A year later, I was contacted by the parents of Bricker’s best friend, people who thought of Bricker as a nephew. They too wanted answers to that question. And the answers were difficult to give because Bricker had been so severely wounded when last I saw him. Recalling that image and describing it to his sister and his friends led to a river of tears and flood of guilt.


Forty-five years later, in December 2011, on the eve of the anniversary of Richard Wayne McVay’s death, I was contacted by Joan Tomich, his high school girlfriend. Joan also begged me for the details regarding the closed casket. Again, this was not an easy story to share, because McVay’s face had been obliterated. But she insisted on knowing the details. She wanted to know if what I wrote in my book was true. I said Yes, and she thanked me for writing it, said it allowed her to walk beside Richard on his last day on earth.


But, the really unexplainable thing to me is that Joan, a married woman with children, who lives in Arizona, joins McVay’s twin brother Robert and has visited his grave in Pittsburgh every single year since 1967. Can any of us here imagine, let alone fully understand, what it must feel like for Joan’s family (her husband and kids), knowing she’s still in love with a ghost that’s been dead for more than 57 years.


By way of another example, I mentioned the death of Private-First-Class Percy Watson, who was also killed-in-action on May 2, 1967. Just last Fall (September 2023), nearly 57 years after his death, I was contacted by his family and friends wanting to know the true story of why Watson’s casket was closed.


Summing it up, for me at least, but hopefully for you too, today is a day to focus on the fact that there are people in our country that evidence the greatest altruism, men and women who give all that can be given – their very lives – and those who give their sons, their daughters, their sisters and brothers, to the government when it issues the call.


And you know what?

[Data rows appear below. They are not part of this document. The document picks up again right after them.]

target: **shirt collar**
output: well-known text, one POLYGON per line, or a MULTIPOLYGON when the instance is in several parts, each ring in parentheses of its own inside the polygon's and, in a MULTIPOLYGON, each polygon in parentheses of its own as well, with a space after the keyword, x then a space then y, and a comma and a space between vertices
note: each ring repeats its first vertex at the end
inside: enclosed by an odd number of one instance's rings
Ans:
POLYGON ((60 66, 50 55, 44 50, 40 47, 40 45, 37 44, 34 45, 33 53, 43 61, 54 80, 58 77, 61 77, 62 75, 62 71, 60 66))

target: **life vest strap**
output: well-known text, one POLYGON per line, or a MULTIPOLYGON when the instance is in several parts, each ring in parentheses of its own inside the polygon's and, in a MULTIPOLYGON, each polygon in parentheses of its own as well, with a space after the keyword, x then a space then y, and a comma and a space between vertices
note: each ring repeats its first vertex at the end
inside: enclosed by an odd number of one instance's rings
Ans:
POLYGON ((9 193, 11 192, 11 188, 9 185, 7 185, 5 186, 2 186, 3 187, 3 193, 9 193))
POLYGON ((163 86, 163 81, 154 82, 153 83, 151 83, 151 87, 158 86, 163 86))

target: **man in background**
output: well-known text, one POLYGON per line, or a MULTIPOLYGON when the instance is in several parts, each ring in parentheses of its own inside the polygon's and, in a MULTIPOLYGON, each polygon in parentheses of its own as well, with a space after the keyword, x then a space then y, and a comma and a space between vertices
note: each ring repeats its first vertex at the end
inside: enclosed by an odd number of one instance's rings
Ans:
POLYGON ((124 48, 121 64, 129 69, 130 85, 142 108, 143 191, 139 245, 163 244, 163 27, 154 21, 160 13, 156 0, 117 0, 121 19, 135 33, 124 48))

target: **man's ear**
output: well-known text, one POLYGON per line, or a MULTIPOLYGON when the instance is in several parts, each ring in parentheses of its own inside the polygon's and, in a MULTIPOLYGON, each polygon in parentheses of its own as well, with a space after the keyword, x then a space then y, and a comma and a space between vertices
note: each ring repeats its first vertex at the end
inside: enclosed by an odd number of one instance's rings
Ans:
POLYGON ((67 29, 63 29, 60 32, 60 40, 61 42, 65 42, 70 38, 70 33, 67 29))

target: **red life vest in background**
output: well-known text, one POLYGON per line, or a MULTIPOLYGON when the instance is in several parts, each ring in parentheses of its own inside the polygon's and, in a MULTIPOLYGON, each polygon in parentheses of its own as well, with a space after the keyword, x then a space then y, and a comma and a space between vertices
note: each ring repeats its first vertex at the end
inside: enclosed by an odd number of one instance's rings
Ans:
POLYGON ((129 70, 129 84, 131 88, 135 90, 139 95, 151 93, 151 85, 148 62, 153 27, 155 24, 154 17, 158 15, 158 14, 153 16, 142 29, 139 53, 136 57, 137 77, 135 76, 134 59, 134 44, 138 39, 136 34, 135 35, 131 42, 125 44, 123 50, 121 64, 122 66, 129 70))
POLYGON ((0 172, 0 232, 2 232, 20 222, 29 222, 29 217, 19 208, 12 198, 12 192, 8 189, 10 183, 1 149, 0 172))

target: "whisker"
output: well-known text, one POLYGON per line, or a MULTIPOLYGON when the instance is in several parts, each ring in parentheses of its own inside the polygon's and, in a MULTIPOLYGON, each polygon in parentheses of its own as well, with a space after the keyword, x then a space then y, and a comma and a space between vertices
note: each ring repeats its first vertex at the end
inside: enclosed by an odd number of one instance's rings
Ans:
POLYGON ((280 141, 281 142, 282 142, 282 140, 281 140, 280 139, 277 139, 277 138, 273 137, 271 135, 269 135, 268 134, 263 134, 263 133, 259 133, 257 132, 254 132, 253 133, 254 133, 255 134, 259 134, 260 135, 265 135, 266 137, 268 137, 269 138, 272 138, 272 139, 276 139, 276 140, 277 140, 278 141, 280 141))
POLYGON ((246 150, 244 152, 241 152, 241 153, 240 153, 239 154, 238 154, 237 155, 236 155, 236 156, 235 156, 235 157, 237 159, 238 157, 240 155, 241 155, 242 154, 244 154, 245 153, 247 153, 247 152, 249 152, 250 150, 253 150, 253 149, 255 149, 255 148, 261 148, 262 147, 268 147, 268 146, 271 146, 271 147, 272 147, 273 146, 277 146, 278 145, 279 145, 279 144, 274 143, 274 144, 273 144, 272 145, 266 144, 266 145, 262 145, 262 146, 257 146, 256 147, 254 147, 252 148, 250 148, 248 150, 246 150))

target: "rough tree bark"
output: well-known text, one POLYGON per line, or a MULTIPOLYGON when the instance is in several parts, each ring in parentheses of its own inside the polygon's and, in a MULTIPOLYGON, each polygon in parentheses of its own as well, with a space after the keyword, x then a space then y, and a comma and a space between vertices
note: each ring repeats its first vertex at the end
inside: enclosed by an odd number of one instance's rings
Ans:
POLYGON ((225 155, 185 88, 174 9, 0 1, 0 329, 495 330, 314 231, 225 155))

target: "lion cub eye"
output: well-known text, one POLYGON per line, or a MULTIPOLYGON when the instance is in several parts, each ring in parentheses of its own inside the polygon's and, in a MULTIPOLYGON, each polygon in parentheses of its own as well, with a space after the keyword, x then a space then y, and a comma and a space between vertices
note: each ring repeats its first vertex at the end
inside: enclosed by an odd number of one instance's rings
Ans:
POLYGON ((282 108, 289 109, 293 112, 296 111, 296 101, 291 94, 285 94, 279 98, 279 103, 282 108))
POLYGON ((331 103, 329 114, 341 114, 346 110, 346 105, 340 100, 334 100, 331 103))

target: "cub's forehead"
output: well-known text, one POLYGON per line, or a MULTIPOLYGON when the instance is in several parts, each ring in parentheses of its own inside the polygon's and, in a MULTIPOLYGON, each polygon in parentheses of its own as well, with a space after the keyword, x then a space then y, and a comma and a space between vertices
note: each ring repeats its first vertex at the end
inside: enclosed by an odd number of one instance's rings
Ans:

I can’t remember who said it, maybe Jim Webb, perhaps John McCain – “Honor can’t be found in choosing your battles; it’s found in answering the call.” He was talking about us Vietnam War veterans, about the fact that in spite of a war’s controversy, all men and women who serve our country deserve our respect, our admiration.


These men and women we honor today – they not only answered the call, they paid the ultimate price. So we gather here today to not only respect that altruism, but also that sense of honor, and pass that understanding down to our children and their children, the way our parents passed it down to us. We gather here today to cherish that honor and altruism, to salute it and salute them, our heroes.


So I ask you to join me in a brief salute, a salute to our flag as one of the symbols of all of our fallen men and women. And I ask that as you do so, to simultaneously whisper a short prayer to yourself, a simple, brief thank you for their sacrifice, and a thank you for the sacrifice of their families and friends.


And now I thank you all for being here and listening, and I ask that you now please join me in a salute to the flag of our United States of America. Thank you.